Sterlite Copper's four lakh tonnes per annum copper smelting plant - comprising one-third of India's copper manufacturing capacity - at Tuticorin, Tamil Nadu remains shut since March this year after a state government order following violent protests against the plant. The legal battle to reopen it continues. Meanwhile, Union Minister of State for Water Resources Arjun Ram Meghwal, in reply to a question by AIADMK MP Sasikala Pushpa, has informed the Parliament that a Central Ground Water Board study in the SIPCOT area where the plant is located has found that the groundwater was polluted.
"The study found that most of the groundwater samples are contaminated with high total dissolved solids and heavy metals like Cadmium, Chromium, Manganese, Iron and arsenic beyond permissible limits," Meghwal said.
This has dealt a blow to Sterlite's chances of getting the plant re-opened in the July 30 hearing in the National Green Tribunal in Delhi. In response, Sterlite Copper said that its plant has been a zero-discharge facility since the beginning. On the eve of the hearing, BusinessToday.In's Rajeev Dubey spoke with Sterlite Copper CEO P Ramnath about the dispute.
Where does Sterlite Copper stand now after the Central Ground Water Board's report?
We are trying to get a copy of the report. They are saying that we have taken samples from SIPCOT area.

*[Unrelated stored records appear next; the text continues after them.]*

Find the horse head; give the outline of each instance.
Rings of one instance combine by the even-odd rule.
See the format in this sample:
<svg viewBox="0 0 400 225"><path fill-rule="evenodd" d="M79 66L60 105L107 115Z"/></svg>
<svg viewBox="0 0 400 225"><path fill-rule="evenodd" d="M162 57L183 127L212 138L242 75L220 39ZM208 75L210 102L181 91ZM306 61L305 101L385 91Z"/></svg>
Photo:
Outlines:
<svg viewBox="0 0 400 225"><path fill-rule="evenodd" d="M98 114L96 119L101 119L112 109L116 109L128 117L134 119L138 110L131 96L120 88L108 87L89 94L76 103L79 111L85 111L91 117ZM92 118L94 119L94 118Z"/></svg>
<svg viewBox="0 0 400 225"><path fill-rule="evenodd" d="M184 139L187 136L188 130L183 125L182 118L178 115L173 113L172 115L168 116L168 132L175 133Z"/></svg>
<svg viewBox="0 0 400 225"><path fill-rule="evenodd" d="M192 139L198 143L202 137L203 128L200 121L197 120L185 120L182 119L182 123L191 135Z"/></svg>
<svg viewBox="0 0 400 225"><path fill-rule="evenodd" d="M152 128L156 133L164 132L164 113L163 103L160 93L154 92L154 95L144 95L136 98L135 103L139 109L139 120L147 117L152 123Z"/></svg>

It's a massive area. So we don't know where they took the samples from. Of all the pollutants they are talking about, that is lead, manganese, cadmium, iron & arsenic, the only marker pollutant amongst these is arsenic, because we don't have lead and cadmium in any of our materials. Every month, Tamil Nadu Pollution Control Board comes and takes samples. All these reports don't indicate arsenic above a certain limit, which is as good as zero. So we don't know how this has come about.
As per the NEERI report, copper's marker pollutants are arsenic, zinc and fluoride. In this report (by the Central Ground Water Board) they are talking about all kinds of all things - cadmium, manganese, lead. All these things are not (in copper). The only thing is arsenic. If you look at the trends from 2017 to March 2018, the limit is 0.05, the results are 0. These are all PCB records.
Where are these samples from then?
I have no idea regarding that. The Pollution Control Board takes reports from the plant and the nearby villages. And there is nothing wrong with the reports. All these are within permissible limits and most of them are even below the baseline. All such reports are okay. So we don't know where this has come up from. We are trying to know and contact the ministry.
But the reports on the basis of which Tamil Nadu banned you, were they in sync with the pollution?
The grounds on which the Pollution Control Board gave us the consent to operate are these. First, they say that we have not submitted the groundwater reports to them. But, as I said, Pollution Control Board themselves visit our plants and collect the samples in our presence. And they give it to a third party and get the reports. Then they give us the reports.
All these 20 years you haven't submitted any reports?
We are not supposed to. When they said that, we said you please take back your report and see the third party report. Secondly, they say that arsenic in the ambient air has not been reported through any NABL-accredited laboratory. That was never a part of consent to operate. We have been doing through our own laboratory which is also a NABL-accredited laboratory. So if they would have said that we need to get it done through a third party, we would have done it and we could still do it.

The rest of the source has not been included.